I am looking for finite groups $G$ such that the number of subgroups is equal to $|G|$. Examples are:
the trivial group
$\mathbb{Z}/2\mathbb{Z}$
$S_3$
Does anyone know some more examples or can provide some insight? Are there any bounds on the number of subgroups (maybe using Sylow's theorems or whatever)?
Here is list of all examples $\leq 100$, found with GAP (EDIT: I added some more, but I didn't check for groups of order $128$). The notation $:$ means semidirect product.

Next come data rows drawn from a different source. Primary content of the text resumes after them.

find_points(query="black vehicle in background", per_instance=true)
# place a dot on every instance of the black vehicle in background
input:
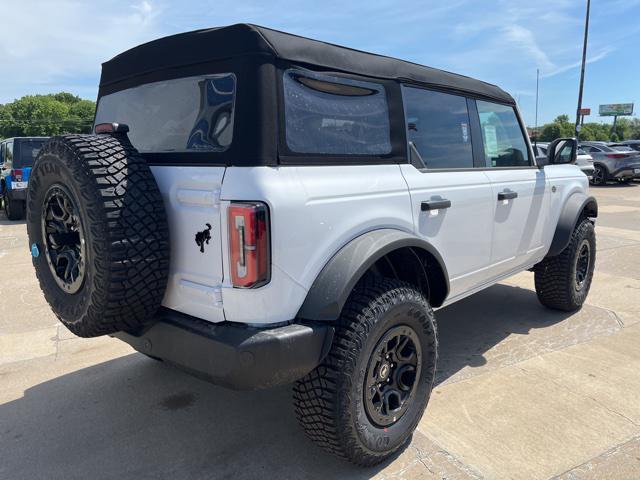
(16, 159)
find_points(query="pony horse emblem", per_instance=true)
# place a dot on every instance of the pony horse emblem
(203, 237)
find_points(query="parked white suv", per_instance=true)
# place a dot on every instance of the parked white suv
(259, 209)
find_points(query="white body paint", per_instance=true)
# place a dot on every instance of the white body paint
(315, 211)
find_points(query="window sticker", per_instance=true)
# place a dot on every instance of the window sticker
(490, 140)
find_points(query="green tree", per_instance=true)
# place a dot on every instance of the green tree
(52, 114)
(550, 132)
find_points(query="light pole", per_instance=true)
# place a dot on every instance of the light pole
(584, 60)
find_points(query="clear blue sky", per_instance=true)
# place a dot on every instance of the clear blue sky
(53, 45)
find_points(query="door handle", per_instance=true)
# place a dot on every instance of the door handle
(507, 195)
(441, 204)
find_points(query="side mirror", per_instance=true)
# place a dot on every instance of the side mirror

$$\begin{array}{|c|c|} \text{StructureDescription} & \text{Order} \\ \hline \text{Trivial group} & 1 \\ \hline C_2 & 2 \\ \hline S_3 & 6 \\ \hline C_4 \times C_2 & 8 \\ \hline D_{28} & 28 \\ \hline C_6 \times S_3 & 36 \\ \hline (C_{10} \times C_2) : C_2 & 40 \\ \hline C_2 \times (C_5 : C_4) & 40 \\ \hline (C_3 \times Q_8) : C_2 & 48 \\ \hline ((C_3 \times C_3) : C_3) : C_2 & 54 \\ \hline C_6 \times A_4 & 72 \\ \hline C_2 \times ((C_4 \times C_4) : C_3) & 96 \\ \hline (C_5 \times C_5) : C_4 & 100 \\ \hline D_{104} & 104 \\ \hline S_3 \times D_{22} & 132 \\ \hline C_3 \times D_{48} & 144 \\ \hline (C_{40} \times C_2) : C_2 & 160 \\ \hline (C_5 \times (C_8 : C_2)) : C_2 & 160 \\ \hline ((C_2 \times (C_5 : C_4)) : C_2) : C_2 & 160 \\ \hline (C_4 \times (C_5 : C_4)) : C_2 & 160 \\ \hline (C_{40} \times C_2) : C_2 & 160 \\ \hline (C_8 \times D_{10}) : C_2 & 160 \\ \hline (C_2 \times (C_5 : Q_8)) : C_2 & 160 \\ \hline (C_2 \times (C_{11} : C_4)) : C_2 & 176 \\ \hline (C_{15} \times C_3) : C_4 & 180 \\ \hline \end{array}$$
Random related fact: the number of subgroups in the dihedral group $D_n$ of order $n$ is $\sigma(n/2) + d(n/2)$, where $\sigma$ is the sum of divisors function and $d$ is the divisor count function. Thus the dihedral group $D_n$ of order $n$ is an example for the problem when $$n = 2,\ 6,\ 28,\ 104,\ 260,\ 368,\ 1312,\ 17296,\ 24016,\ 69376,\ \ldots$$
I don't know if this sequence is infinite. For more terms, it is $2 \cdot$ $A083874$ from OEIS. Seems that really large examples exist, for example $9223653647124987904$ is in the sequence.